Block's Goose agent plus Qwen3-coder: testing the free Claude Code alternative
Block's open-source Goose agent, paired with Alibaba's Qwen3-coder model running on Ollama, is positioning itself as a viable alternative to Claude Code. The appeal is straightforward: no cloud dependencies, no subscription costs, runs entirely on local hardware.
What's actually happening here
Goose functions as an autonomous developer agent - planning tasks, executing code operations, and iterating through an agent loop. The critical technical requirement is tool calling: the model's ability to execute file operations and commands. Qwen3-coder supports this even at 8B parameters with 4-bit quantization, a notably compact configuration.
The architecture matters.

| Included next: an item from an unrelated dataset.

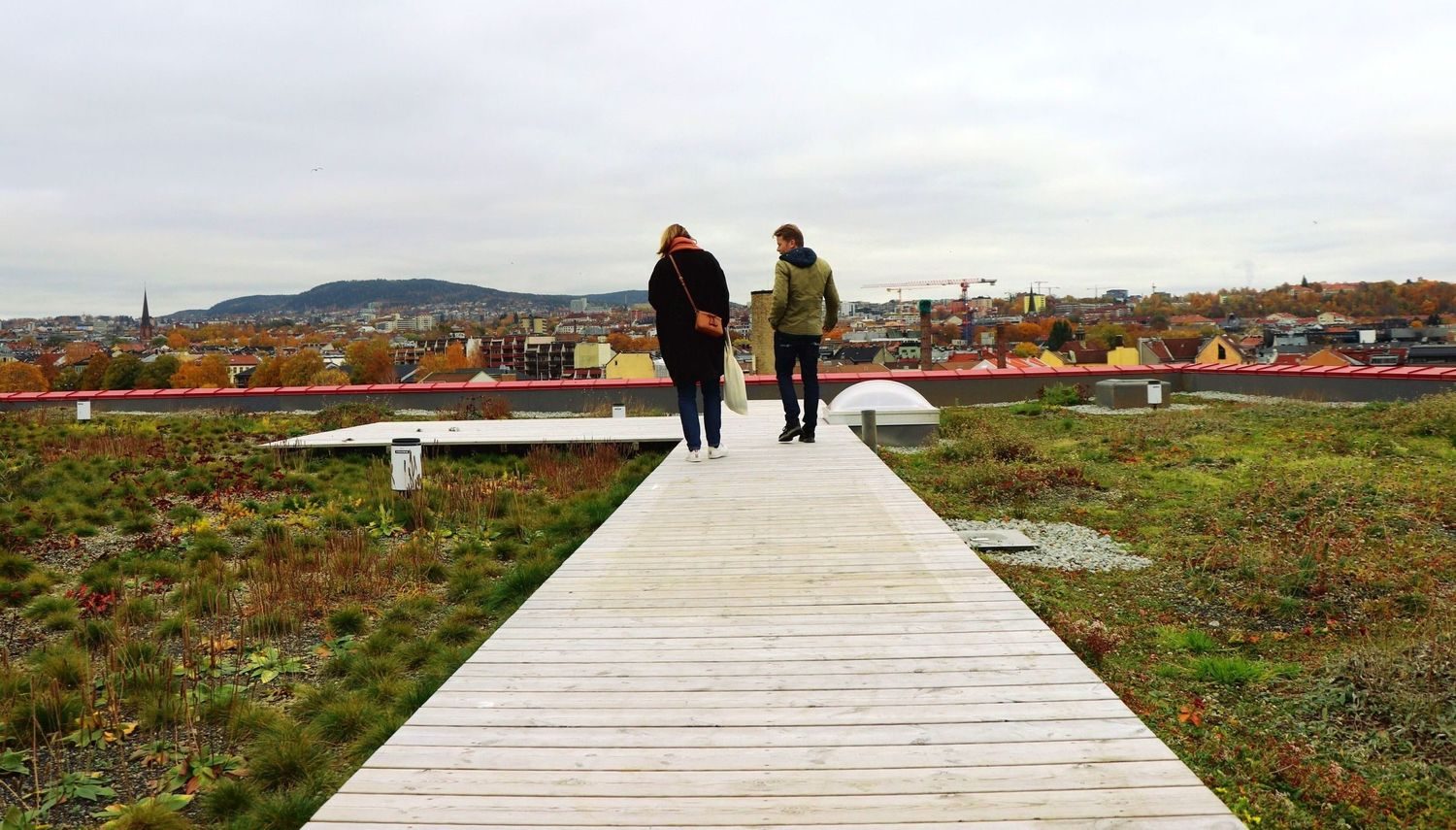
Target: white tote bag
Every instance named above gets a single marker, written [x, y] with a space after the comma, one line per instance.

Qwen3-coder-Flash uses 32 query attention heads and 4 key-value attention heads per layer, optimized for speed. Benchmark performance puts it competitive with larger models - it scored 31.3 on terminal benchmarks, comparable to models several times its size.
The fine print
This isn't turnkey. GitHub issue #6883 documents that Qwen3-coder fails tool execution when using Goose's full default extension set (11 tools). The stack works in controlled scenarios but shows brittleness at the edges.
Setup requires technical competence: installing Ollama, configuring the model, pointing Goose at the right endpoints. For developers comfortable with CLI tools, this is straightforward. For teams expecting GitHub Copilot's plug-and-play experience, it's friction.
Why this matters for APAC enterprise
Three trends converging: Chinese AI models gaining developer adoption in competitive markets, open-source infrastructure eliminating recurring costs, and growing enterprise interest in locally-deployed coding agents for data sovereignty.
The technical viability of running comparable AI coding capabilities locally changes the economics of coding assistant procurement. CTOs evaluating vendor lock-in against total cost of ownership now have a third option: build it yourself with open components.
What we're watching
Whether this stack handles multi-repository enterprise codebases. Whether tool calling limitations scale with complexity. Whether the gap between "works in demos" and "ships production code" closes or widens.
The vendor says it works. We'll see.